Image 1: Urban Atlas of the Metropolitan area between Vienna and Bratislava
Source: http://dataservice.eea.europa.eu/map/UrbanAtlasBeta/

In the past century the geo-political relationship between the two cities has changed radically, from the times of the Austro-Hungarian Empire, where the two cities were governed under the same legislation but playing very different geopolitical roles, to the independence of Czechoslovakia after WWI, from the rise and fall of the Iron Curtain; from 1993, following the Velvet Divorce, when Bratislava became the capital of the newly formed State of Slovakia to the entry in the European Union; from the entry in the Shenghen area until today, when they are a functional metropolitan region.

Nowadays, Vienna presents itself as a rather compact city, surrounded by a Green Belt and crossed by the Danube, following which we arrive at Bratislava. This presents itself as far less dense than the “Twin City” (which is approximately 4 times more populated with relatively the same surface) and has grown mainly towards the East because of the presence of the Iron Curtain so close to the city centre on the South West, where we find the Petržalka neighbourhood, densely built up on one side of the border and then agricultural landscape on the Austrian side.

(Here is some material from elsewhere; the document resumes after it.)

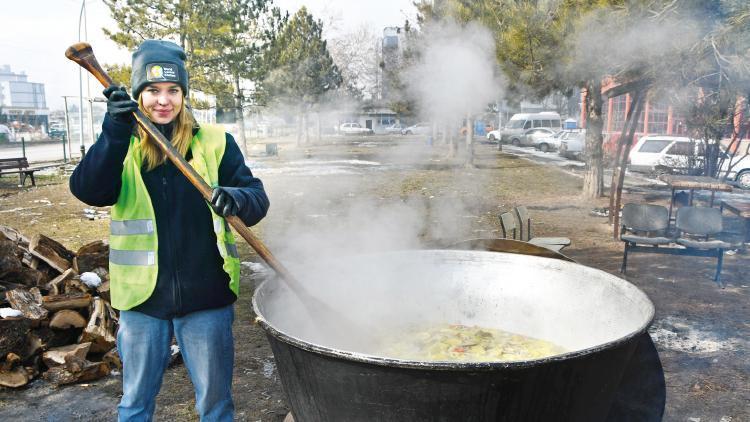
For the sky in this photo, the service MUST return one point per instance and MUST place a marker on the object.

The long separation due to the Iron Curtain has still left traces in the landscape and in the memory of the people, but the recent ‘Europeanisation’ process has dimmed the line of the border. It is important, nonetheless, to be aware of the critical historical changes over the past decades as these have still strong impact on the territory and the decision making taking place.

With the entry into the EU the region has lived a major shift from being respectively the periphery of the western or eastern block to being the centre and heart of the new Europe.

This condition if also experienced on a daily level by the inhabitants, as it is becoming more common to live in one country and work in the other. There are in fact approximately 1.000 daily cross-border commuters (ESPON, 2010), meaning that although the system is polarised by the two capitals, also the in-between urban subsystem has gained much more importance. A counter effect of this phenomenon is that the area between the two cities also presents problems of land speculation as there has been sometimes a very fast pace of construction, especially for suburban family houses, and particularly on the Austrian side. Moreover, there has been often the phenomenon that owners of building areas would just wait for the land value to rise (Schremmer, 2003).

The buffer zone of what used to be the Iron Curtain is still evident, both physically as the border runs through agricultural fields where there is very low density, and mentally, as the division is still in the mind of many people (Haccou, 2010).